For those who do this (post author or anyone else here), how do you deal with low-impact bugs?
As a concrete example, we're building a chat toolkit. One customer observed that in some versions of Firefox, when combining a particular set of features in our product, the scroll position wouldn't be remembered. This was 100% a bug. It's also an edge case of an edge case that likely only happened for this one customer, and even there, had a relatively small impact on UX for a small subset of their users. It was essentially a browser bug, and fixing it would require a big workaround that made one component of our product significantly more complex (and thus more prone to other bugs).
With a zero bug policy, we'd have to fix that before shipping anything else. But it made no business sense to do so, very much in the same sense that building a niche feature used by tiny % of customers tends to make no sense.
But once you let that one fly, there's no zero-bug policy left, right? You can just declare any bug as "not important enough right now" and -poof!- zero bugs! Yay, time to ship features.
For context, I'm talking a comparably small, tight-knit team as the author.
If you know what the fix entails and have decided that the fix will make the product worse then that seems different than just not fixing a bug because it's not important enough to look into.
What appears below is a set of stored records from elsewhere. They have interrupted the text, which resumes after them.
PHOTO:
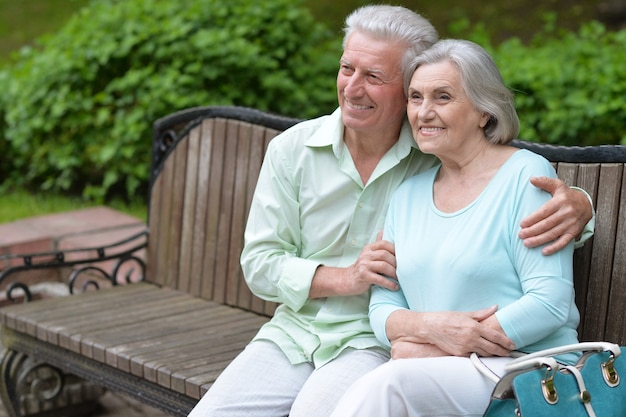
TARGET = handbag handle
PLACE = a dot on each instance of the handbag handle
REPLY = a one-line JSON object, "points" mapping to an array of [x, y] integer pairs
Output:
{"points": [[575, 347]]}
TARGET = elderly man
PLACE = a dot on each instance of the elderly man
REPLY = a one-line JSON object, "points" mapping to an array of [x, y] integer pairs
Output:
{"points": [[311, 240]]}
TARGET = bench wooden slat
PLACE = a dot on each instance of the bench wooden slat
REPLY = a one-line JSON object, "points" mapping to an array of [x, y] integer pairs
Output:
{"points": [[616, 324], [166, 340], [607, 206]]}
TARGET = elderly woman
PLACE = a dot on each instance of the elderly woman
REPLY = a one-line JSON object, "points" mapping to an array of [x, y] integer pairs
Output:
{"points": [[455, 233]]}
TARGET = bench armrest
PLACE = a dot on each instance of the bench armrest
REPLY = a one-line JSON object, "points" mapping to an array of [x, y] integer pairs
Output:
{"points": [[86, 266]]}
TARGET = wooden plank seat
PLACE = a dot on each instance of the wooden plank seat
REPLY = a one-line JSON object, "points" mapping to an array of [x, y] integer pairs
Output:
{"points": [[165, 339]]}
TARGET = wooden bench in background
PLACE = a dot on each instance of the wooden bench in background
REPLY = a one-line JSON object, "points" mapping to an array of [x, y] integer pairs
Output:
{"points": [[165, 339]]}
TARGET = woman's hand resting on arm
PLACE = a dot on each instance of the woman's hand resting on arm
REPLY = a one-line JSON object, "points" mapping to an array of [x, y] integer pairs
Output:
{"points": [[376, 262], [417, 335]]}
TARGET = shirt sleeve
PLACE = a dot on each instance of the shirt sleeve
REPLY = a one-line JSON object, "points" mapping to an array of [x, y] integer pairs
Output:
{"points": [[546, 281], [269, 260], [383, 301]]}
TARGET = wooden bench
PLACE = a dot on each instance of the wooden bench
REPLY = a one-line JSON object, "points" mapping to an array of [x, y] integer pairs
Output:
{"points": [[164, 340]]}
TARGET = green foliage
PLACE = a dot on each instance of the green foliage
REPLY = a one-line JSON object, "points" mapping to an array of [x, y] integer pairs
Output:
{"points": [[570, 86], [78, 108]]}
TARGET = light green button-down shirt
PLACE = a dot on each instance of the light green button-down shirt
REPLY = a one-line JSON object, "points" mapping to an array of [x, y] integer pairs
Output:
{"points": [[311, 208]]}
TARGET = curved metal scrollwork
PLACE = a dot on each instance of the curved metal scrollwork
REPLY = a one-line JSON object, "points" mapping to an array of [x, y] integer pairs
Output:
{"points": [[86, 265], [30, 387], [19, 288]]}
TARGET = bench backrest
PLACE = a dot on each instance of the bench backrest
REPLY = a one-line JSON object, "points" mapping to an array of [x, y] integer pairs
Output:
{"points": [[205, 167], [206, 163]]}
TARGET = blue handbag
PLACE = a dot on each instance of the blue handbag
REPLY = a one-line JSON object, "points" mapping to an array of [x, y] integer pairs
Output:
{"points": [[536, 385]]}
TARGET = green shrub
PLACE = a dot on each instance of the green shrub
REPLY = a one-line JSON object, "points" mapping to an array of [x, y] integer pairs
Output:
{"points": [[79, 106], [570, 87]]}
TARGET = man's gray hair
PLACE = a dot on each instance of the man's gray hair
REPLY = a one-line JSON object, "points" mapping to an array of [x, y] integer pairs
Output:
{"points": [[393, 24]]}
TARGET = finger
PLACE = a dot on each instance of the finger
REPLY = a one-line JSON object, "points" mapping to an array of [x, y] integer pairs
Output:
{"points": [[550, 185], [482, 314], [558, 244], [385, 282]]}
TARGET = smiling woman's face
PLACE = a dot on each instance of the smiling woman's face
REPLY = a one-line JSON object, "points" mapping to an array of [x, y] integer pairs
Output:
{"points": [[440, 113]]}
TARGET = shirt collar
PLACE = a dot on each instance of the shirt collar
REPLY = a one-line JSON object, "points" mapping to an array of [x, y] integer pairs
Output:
{"points": [[330, 133]]}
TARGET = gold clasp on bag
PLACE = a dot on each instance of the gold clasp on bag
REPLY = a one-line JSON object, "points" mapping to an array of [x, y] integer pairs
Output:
{"points": [[609, 373], [547, 387]]}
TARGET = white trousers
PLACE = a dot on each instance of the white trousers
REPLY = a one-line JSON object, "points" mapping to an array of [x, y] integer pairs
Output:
{"points": [[261, 382], [429, 387]]}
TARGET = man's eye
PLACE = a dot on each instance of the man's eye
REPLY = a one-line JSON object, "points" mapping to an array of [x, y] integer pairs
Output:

If you don't know why the product is broken and what the fix will entail then there could be serious underlying problems that you don't know about and which are getting more expensive to fix with every passing day, but it sounds like that isn't a factor in this case.
To me a zero bug policy doesn't mean that the product will work for every person and every use case, but rather that it's working as intended and there aren't things that are broken for reasons that no one understands.
The policy is that we fix every bug immediately, or decide that it is so unimportant it should never be fixed.
Bugs that are unimportant are neither fixed nor tracked.
Edit: Example of an unimportant bug that I remember: “On Safari, when you resize the browser window, phantom lines appear temporarily in parts of the web page.” We decided it was unimportant because it only happened on desktop Safari, the impact was minor, and it would have been hard to fix.
I would perhaps call this "Bug first policy" vs "Feature first policy", or some such thing, versus "0 bugs"
[0] https://en.m.wikipedia.org/wiki/Principle_of_least_astonishm...
My experience is that you pay a premium early on, but it pays dividends down the line. At some point, little bugs interact.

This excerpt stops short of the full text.